For years most enthusiasts were divided whether BMW would ever produce an "i" car after spending over $3 Billion in development - but for 2014, they're here. BMW's offerings in the electric extended range wars sandwich The Model S at $45k for the i3 and $135k for the i8.

And while The Model S could benefit from more distinct styling, BMW's cars may just have too much of it; both are radical departures from what the general public is used to. Notice, however, how BMW acknowledges the importance of the heritage kidney grilles.

Both the i3 and  i8 are estimated to achieve 75mpg-e; The i3 will be offered in two versions: all electric with a 100 mile range; Extended-engine option doubles that. Both models should also qualify for Federal and State tax credits.

2014 BMW i8: 4 Seat Extended Range GT Tourer
The i8 Interior is more traditional than one would have expected.

Fanciful Tail Lights and Wings Shown on The Concept i8 Have Been
 Toned Down For Production; Neon Blue Accents Remain.

The New BMW i3 - Love It or Hate It, It's Distinctive.

Great Design Impacted By Rough Feel of Eco Materials.

Neon Gas Tail Lights a Nice Design Element.

Is Tesla a Take-Over Target ?

As stated at the top of this post, Elon Musk's stated aim is not to build the best electric car in the world, but to build the best car in the world, period. To do that successfully, the Tesla infrastructure must be expanded to compete on terms that the car buyers have become accustomed to. Then comes new model development and tooling, features updates, costs of inventory, incorporation of new technologies, costs of trade ins, cost of marketing used cars etc etc......eroding margins.

What no one can take away from Tesla is that they alone have solved the range anxiety issue with a totally electric car, yet for the money - Tesla falls short of the upscale quality interiors or distinctive design of those which it intends to compete with. 

Tesla needs a better solution that accommodates the public for buying, selling, financing and servicing a car. The more Tesla ramps up production and adds models, the more urgent the need and the more expensive to do so it becomes.

There is a term in appraising real estate called " highest and best use " which basically means the asset is being utilized to its fullest maximum value potential. For Tesla, that may not be as a stand-alone company, but instead as a majority-owned Specialty Division similar to Mercedes' AMG or BMW's M - doing what it does best: 100% electric propulsion.
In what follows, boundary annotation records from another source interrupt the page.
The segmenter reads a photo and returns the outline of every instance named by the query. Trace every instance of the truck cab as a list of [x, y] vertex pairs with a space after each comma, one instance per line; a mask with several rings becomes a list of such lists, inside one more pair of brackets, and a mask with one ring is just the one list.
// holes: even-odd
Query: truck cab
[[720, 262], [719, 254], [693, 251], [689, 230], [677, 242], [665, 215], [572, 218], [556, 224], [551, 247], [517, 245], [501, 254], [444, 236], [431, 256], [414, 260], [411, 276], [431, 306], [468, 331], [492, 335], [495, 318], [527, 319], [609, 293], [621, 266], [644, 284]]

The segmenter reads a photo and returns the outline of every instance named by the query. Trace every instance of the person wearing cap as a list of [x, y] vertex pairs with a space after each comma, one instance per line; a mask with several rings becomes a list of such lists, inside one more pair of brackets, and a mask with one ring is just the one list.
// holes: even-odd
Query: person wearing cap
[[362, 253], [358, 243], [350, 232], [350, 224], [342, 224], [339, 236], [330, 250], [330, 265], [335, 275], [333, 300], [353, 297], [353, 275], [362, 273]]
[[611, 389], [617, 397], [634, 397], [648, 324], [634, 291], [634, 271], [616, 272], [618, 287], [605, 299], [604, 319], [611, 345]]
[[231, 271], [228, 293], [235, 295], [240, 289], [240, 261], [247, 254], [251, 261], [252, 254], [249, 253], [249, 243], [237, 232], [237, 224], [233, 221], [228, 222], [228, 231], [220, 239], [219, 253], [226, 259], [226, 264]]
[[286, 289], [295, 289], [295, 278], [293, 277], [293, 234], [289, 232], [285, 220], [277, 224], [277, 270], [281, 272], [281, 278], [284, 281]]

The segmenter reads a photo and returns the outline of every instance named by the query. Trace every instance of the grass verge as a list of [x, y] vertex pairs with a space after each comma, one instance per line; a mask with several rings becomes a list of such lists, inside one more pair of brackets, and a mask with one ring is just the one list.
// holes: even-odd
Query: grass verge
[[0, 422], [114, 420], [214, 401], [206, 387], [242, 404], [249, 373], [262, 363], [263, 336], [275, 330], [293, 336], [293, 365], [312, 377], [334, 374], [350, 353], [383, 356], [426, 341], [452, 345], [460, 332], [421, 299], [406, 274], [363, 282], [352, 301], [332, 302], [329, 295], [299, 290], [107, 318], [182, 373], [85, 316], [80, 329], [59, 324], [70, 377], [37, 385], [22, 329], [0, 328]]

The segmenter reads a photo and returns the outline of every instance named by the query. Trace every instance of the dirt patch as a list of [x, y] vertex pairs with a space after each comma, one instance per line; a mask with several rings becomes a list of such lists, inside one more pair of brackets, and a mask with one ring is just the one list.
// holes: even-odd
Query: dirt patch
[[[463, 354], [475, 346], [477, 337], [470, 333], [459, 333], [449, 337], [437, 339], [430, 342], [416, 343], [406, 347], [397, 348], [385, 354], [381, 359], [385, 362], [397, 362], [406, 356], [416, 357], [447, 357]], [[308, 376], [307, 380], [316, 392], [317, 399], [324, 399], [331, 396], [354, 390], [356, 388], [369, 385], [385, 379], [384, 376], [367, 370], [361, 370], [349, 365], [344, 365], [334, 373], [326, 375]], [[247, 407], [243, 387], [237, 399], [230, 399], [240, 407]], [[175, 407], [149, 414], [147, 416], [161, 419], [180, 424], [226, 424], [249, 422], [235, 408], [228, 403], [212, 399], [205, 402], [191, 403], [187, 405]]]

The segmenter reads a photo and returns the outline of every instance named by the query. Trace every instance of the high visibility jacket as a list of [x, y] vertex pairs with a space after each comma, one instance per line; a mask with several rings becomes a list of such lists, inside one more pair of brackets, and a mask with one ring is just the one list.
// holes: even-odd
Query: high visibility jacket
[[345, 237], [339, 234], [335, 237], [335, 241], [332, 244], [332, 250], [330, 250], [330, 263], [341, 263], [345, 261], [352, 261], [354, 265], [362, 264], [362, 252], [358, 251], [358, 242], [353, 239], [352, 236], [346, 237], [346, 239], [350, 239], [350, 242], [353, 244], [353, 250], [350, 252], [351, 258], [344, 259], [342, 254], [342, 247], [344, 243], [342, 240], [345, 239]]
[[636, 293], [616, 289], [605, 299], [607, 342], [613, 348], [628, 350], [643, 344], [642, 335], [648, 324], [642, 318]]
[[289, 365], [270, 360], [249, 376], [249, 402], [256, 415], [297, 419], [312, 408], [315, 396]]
Instead of being forced to compete with the major luxury manufacturers,  "Powered by Tesla" would be an exciting addition to the automotive world if paired with the right brand....it would certainly quicken the pace of automotive electrification.

The question is which manufacturer will realize and act on this first....Tesla is a public company, so any offer may indeed be received as hostile. Surprisingly, both Mercedes and Toyota completely divested their shares - making the likelihood of either taking Tesla over pretty slim....

We congratulate Tesla for all that they have accomplished and the contribution they are making to the automotive world and wish them continued success.